Several times. It is routine beyond belief for the defense to argue that they should win the case at each point in the trial at which they are permitted to request such relief. This is Criminal Procedure 101. Every defendant can (if they choose) move to dismiss at the very beginning based on the charging documents, to dismiss at any time during the pre-trial phase based on legal arguments, dismiss after the evidence is set because it is allegedly insufficient, during the trial because of alleged errors, after trial but before jury verdict (motion for directed verdict), after the trial based on arguments the jury was wrong, and probably a dozen more that I've missed because I'm not a criminal lawyer.

This is just basic stuff. None of it is dilatory, or even vexatious. It's just basic professional responsibility. If you don't move to dismiss the charges at the right time, you might end up having waived any argument that the charges should have been dismissed at that time - so competent defense counsel will ask for the charges to be dropped at each stage.

Obviously that means you can cut off arguments. If the argument should have been raised earlier, then you can tell the defense they should have raised it earlier, so they can't raise it now. But that's a big part of the reason, of course, that they raise arguments at every stage in the trial - because they'd much rather be told by the judge that they raised it too early than too late.

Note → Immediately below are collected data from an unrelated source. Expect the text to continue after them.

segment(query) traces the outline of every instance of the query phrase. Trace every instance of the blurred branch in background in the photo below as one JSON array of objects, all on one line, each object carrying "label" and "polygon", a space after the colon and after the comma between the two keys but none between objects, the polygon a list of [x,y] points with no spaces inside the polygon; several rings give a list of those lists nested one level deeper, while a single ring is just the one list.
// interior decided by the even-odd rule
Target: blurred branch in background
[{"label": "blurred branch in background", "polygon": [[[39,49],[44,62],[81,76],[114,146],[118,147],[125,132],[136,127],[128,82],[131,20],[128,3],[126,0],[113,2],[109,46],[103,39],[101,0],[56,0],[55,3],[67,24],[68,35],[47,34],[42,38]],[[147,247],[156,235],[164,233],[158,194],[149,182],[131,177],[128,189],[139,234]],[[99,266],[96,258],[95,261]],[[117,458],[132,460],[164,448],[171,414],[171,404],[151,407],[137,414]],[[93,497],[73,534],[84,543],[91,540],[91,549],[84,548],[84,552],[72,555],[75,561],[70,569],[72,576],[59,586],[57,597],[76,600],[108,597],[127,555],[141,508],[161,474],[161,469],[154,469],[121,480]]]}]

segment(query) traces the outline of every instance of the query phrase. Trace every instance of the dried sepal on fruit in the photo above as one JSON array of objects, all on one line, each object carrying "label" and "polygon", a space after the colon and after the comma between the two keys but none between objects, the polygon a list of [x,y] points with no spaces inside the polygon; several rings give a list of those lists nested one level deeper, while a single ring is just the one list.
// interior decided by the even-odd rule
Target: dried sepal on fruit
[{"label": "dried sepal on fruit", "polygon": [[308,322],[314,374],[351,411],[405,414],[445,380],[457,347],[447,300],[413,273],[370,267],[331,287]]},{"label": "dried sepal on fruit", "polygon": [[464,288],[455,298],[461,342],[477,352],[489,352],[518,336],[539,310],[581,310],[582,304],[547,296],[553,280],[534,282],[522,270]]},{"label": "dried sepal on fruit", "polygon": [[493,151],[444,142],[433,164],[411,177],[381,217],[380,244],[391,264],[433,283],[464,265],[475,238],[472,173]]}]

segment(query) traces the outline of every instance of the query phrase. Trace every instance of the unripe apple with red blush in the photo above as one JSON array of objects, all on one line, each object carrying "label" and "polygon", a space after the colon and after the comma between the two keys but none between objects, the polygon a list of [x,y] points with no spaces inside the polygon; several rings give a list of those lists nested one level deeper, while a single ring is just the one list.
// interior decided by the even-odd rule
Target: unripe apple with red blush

Here, a Big Thing has happened that is a novel event - not just in the trial, but in history. Defense could not have raised any arguments predicated on Trump being the President-elect any earlier....because he wasn't President-elect until this past week. So, yeah....they're going to get a week to draft their arguments, so that the appellate court doesn't just punt it back down to trial court on appeal saying that the trial court should have considered their argument first.